Having spent twelve years in Catholic schools, and having read and analyzed the Bible from cover to cover I think I should stand as a clear example of why I think it should be taught in schools, and how I think it should be taught.
Studying the Bible did two things for me.
First, it provided the reason for my suspicion that the Bible is a poorly cobbled together text with numerous falshoods, inaccuracies, contradictions, and outright lies. It’s should be fairly obvious to everyone once you actually read the entire text of your particular version of the Bible. If anything it made me more cynical of organized religion. I think this is a good thing.

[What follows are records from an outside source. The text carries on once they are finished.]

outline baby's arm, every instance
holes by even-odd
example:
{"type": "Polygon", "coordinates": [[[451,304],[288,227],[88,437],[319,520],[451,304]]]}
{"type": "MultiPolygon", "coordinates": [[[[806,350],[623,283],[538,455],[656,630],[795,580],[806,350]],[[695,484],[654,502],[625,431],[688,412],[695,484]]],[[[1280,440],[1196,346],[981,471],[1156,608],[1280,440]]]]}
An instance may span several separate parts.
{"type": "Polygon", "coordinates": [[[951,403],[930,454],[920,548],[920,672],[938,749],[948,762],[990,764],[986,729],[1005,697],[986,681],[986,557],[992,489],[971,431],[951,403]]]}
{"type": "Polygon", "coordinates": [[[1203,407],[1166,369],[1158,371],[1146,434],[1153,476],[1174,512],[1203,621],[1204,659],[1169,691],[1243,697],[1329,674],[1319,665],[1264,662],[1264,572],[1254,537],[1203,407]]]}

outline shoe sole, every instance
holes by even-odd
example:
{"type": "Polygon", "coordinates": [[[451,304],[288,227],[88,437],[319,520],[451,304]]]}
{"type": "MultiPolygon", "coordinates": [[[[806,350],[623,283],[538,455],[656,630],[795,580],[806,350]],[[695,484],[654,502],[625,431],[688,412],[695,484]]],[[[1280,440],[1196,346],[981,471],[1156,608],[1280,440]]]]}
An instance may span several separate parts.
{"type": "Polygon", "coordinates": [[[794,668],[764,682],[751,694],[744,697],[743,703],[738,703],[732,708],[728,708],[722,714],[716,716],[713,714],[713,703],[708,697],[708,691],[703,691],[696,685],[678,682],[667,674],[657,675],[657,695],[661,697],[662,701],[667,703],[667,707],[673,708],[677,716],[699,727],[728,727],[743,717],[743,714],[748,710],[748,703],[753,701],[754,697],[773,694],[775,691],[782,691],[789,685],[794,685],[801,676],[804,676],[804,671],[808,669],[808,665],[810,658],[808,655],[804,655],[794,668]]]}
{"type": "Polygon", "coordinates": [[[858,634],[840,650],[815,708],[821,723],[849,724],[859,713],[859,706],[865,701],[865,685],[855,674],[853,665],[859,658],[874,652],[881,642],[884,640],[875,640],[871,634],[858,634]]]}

Secondly, it showed me that Christ, though I don’t believe him to be the son of God, affected change simply be opposing the status quo. Christ taught us to love our fellow man, forgive each others transgressions, and just to generally live a good life.
I have more than a little suspicion he’d be appalled at what’s been done in his name.
What I’m afraid of in the case of Georgia, Texas, et al is that they’ll put hacks in front of the class. Men of the cloth in essence. I was taught by men of the cloth that had masters and PhD’s – they’ll be taught by men of the cloth that received their wisdom directly from their god. And there isn’t anything more dangerous in my opinion.
In the classes I had we read chapter and verse and discussed it with lay teachers, priests and the brothers. And some of the more cynical bastards were in fact the ordained teachers. Isn’t that interesting – they actually gave us the ability to choose. I’m so hoping that this is what happens in Georgia.